At a glance, that framework should include the following components with credit due to David Burton, M.D.:
Effective Clinical Improvement Infrastructure | ||
Clinical Management | Information Management | |
Measurement System | Implementation Support | |
Physicians, clinical administrative staff and operations leaders needed to best practices. | Support staff and systems required to measure clinical, financial and satisfaction outcomes for key clinical processes. | Staff and systems necessary to develop, disseminate, support and maintain the clinical knowledge base for implementing best practices. |
Let’s unpack that:
Clinical Management
When introducing an initiative into your organization, successful adoption requires buy-in from three key constituencies: physicians, clinical administrative staff, and operations leaders.

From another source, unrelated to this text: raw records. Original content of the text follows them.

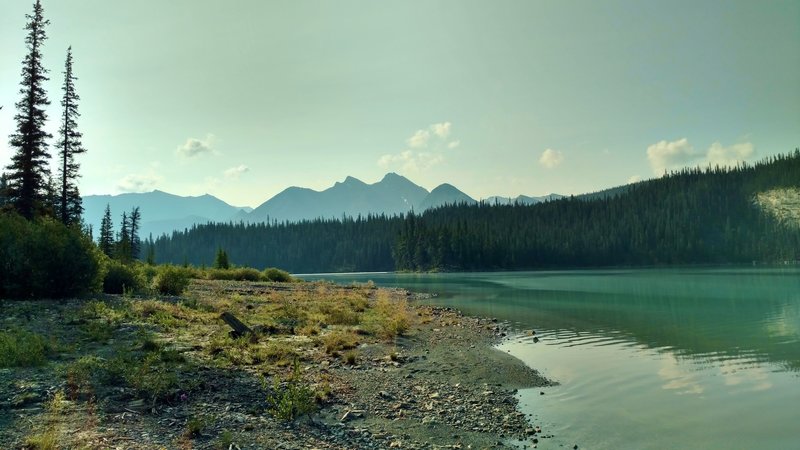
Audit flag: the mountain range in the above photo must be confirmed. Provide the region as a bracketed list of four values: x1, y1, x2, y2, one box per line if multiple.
[83, 173, 561, 238]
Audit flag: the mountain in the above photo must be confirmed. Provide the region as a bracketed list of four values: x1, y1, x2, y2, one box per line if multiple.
[417, 183, 477, 212]
[250, 173, 428, 222]
[83, 190, 246, 238]
[482, 194, 564, 206]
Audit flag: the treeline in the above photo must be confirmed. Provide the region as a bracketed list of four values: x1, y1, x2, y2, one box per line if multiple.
[153, 151, 800, 272]
[152, 216, 402, 273]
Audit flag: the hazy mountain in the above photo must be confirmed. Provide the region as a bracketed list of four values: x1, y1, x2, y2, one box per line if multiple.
[483, 194, 564, 205]
[83, 190, 249, 238]
[417, 183, 477, 212]
[252, 173, 428, 222]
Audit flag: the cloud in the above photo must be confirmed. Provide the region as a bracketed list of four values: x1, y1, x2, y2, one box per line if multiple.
[378, 122, 461, 172]
[176, 134, 214, 158]
[406, 130, 431, 148]
[430, 122, 453, 139]
[647, 138, 755, 175]
[647, 138, 700, 175]
[706, 142, 755, 167]
[378, 150, 444, 172]
[628, 175, 642, 184]
[224, 164, 250, 180]
[117, 170, 163, 192]
[539, 148, 564, 169]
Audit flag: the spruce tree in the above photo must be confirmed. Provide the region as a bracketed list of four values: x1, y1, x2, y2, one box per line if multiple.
[97, 204, 114, 258]
[214, 247, 231, 269]
[114, 212, 131, 262]
[8, 0, 52, 220]
[56, 47, 86, 225]
[128, 206, 142, 259]
[0, 172, 8, 211]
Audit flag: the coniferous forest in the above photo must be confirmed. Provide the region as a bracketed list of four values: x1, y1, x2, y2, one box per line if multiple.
[146, 150, 800, 273]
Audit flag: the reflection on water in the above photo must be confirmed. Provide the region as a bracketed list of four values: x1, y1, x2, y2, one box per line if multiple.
[310, 269, 800, 449]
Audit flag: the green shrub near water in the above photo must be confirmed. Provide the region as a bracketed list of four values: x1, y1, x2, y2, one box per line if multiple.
[264, 267, 294, 283]
[0, 329, 51, 367]
[0, 213, 104, 299]
[103, 260, 145, 294]
[153, 265, 192, 295]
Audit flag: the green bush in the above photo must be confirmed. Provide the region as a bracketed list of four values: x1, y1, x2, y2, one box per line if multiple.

If physicians aren’t on board, they won’t push it, won’t order it, and the initiative will go nowhere. If nurses aren’t on board, they’ll push back with concerns about their workload or patient safety. If operations leaders don’t buy into the vision, they’ll tell you there’s no budget for it.
Measurement System
There must be a way to measure clinical, financial and satisfaction outcomes for key clinical processes. Those metrics, in turn, should guide decision-making and improvements. Reasonably, leaders across your organization need easy access to metrics that are relevant, current and actionable.
Implementation Support
One way to sustain the changes you want to see is through intentional, continuous education. In a healthcare organization, that includes creating educational materials to help frontline caregivers follow processes, examining data insights, and keeping up with field literature and developments. An effective IT platform is the conduit for that knowledge to flow and grow.

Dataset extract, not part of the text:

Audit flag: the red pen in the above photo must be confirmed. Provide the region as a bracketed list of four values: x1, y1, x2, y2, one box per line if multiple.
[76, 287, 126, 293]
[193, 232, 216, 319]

Putting it all together, a clinical improvement infrastructure helps ensure all stakeholders are in sync and equipped with the right knowledge and tools to move objectives forward.

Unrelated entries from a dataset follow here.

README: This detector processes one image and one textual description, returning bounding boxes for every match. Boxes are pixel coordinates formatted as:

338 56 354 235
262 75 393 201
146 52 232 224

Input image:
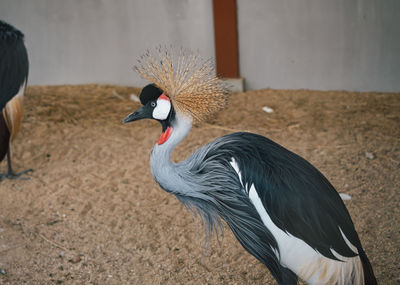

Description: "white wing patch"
230 158 364 285
153 99 171 120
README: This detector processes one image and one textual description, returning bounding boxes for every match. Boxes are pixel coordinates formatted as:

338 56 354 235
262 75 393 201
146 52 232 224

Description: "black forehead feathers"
0 20 24 41
139 84 163 105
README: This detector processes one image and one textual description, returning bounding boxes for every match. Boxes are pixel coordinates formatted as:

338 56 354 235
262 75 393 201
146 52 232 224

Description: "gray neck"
150 113 192 192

In developing this infrastructure, we recommend:
- An executive sponsor to whom project leaders report on a regular basis, and who provides the board with regular updates.
- An annual evaluation of clinical improvement projects or focus areas.
- A clear alignment between projects and your organization’s strategic focus.
- Adequate budget and resource allocation.
- Front-line, small-scale testing of improvement ideas, with successful ideas rising to approved organization initiatives.
Missed Part 1?Go back and read it now. |
2. Establishing a baseline care process
You can help ensure patients get no more or less care and tests than they need by establishing an effective baseline care process. The idea is to define an evidence-based protocol to facilitate decision-making, while recognizing that variances will occur.
We recommend six steps to building an effective baseline care process with credit due to Brent James, M.D.:
- Identify a high-priority clinical process.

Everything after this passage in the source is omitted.